Classical economics says scarce resources and capital flow to where self-interest and competition are strongest..

Foreign investors are proving that as they decide where to place their money. Chasing yields, they drove Nigeria’s record capital inflows in the first quarter of this year.

Last month, I saw that principle on the ground. At Computer Village in Lagos, Nigeria’s famous hardware technology market. I hunted for a special USB cable to enable me run my laptop off a new solar setup.

The Computer Village was my market. So while investors chased yield on bonds, I chased yield on power.

Still, another story back home points to another layer. While portfolio flows move quickly in and out, domestic players willing to take the initiative can mobilize long‑term capital,

The Dangote refinery, surpassing its design capacity and aiming for 1.4 million barrels per day, shows how local investment, although unmistakably challenging, can build enduring capacity even as global capital seeks short‑term returns.

The thin line between short‑term efficiency and long‑term resilience has become a balance Nigeria must navigate as it seeks sustainable growth. And that’s the thread running through this week’s brief.

Lead Signal

Nigeria Records Record Capital Inflows in Q1 2026, But FDI Remains Weak

Nigeria posted its largest quarterly capital inflow on record in Q1 2026. Inflows rose 61% from the previous quarter and 83% from the same period last year to $10.37 billion, according to the National Bureau of Statistics.

The data, however, highlights concerns for long‑term growth. Almost all inflows were short‑term. Foreign portfolio investment accounted for $9.86 billion, making up 95% of the total, largely in bonds and treasury bills. Such funds can exit quickly if interest rates shift.

Foreign direct investment stood at $135 million, just 1.3% of the total. Unlike portfolio flows, FDI builds factories, hires workers, and expands productive capacity. This type of investment showed little movement.

Banks captured the bulk of inflows with the sector received 96% of all capital, with $4.41 billion (42% of the total) going to Standard Chartered Nigeria. Stanbic IBTC attracted $2.78 billion, while Rand Merchant Bank and Citibank Nigeria received $930.82 million and $782.84 million respectively.

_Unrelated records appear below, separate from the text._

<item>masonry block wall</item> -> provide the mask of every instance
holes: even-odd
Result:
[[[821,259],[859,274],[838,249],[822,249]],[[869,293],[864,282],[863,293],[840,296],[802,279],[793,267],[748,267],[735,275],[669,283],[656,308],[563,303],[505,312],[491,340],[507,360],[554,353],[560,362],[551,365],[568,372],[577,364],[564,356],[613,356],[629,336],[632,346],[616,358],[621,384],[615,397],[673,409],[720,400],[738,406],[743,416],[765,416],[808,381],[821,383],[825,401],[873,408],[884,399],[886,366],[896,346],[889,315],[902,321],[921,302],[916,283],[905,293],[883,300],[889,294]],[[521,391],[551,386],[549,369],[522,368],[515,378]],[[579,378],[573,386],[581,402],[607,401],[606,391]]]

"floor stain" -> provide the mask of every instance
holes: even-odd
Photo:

Sectors associated with longer‑term capital, such as manufacturing and agriculture, saw limited inflows. Manufacturing received $152 million, agriculture $37 million. Construction, education and healthcare combined attracted less than $300,000. Oil and gas drew $460,000.

The inflows were driven by yield‑seeking markets. The UK accounted for 49% of the total, the US 30.7%, and South Africa 9.5%.

Field Note

A near-aerial view of Computer Village in Lagos, one of Africa’s largest markets for information technology hardware and electronics. Photographer: Samuel Okoha/234Digest

More Signals

Dangote Refinery Surpasses Design Capacity, Eyes 1.4 Million bpd by 2028

Nigeria’s Dangote Petroleum Refinery announced it processed more than 700,000 barrels of crude oil per day, surpassing its official design capacity of 650,000 bpd.

The milestone strengthens the facility’s investment case ahead of a planned initial public offering in September, expected to be one of Africa’s largest energy listings.

The refinery is targeting output of 1.4 million bpd by 2028. If achieved, it would become the world’s largest single‑site refinery, effectively doubling Nigeria’s refining capacity.

Nigeria’s four state‑owned refineries have struggled for decades, operating far below capacity. Dangote’s performance makes a case that private operators, given infrastructure and regulatory support, can deliver at scale.

Nigeria Eyes New Borrowing to Refinance Debt Amid Strong Investor Sentiment

Nigeria wants to refinance expensive debt while oil prices are high  

The Nigerian government is preparing to borrow fresh funds to refinance costly debt obligations and plug budget deficits, banking on strong investor sentiment supported by elevated oil prices linked to conflict in the Middle East.

Finance Minister Taiwo Oyedele told Bloomberg TV in London on June 3 that conditions currently appear favorable. “You don’t know what happens tomorrow,” he said. “But as of today, market conditions are very good.”

Nigeria’s budget relies heavily on oil revenue to cover deficits. Higher crude prices mean stronger dollar inflows, boosting lender confidence in the government’s ability to service debt and making new borrowing more attractive.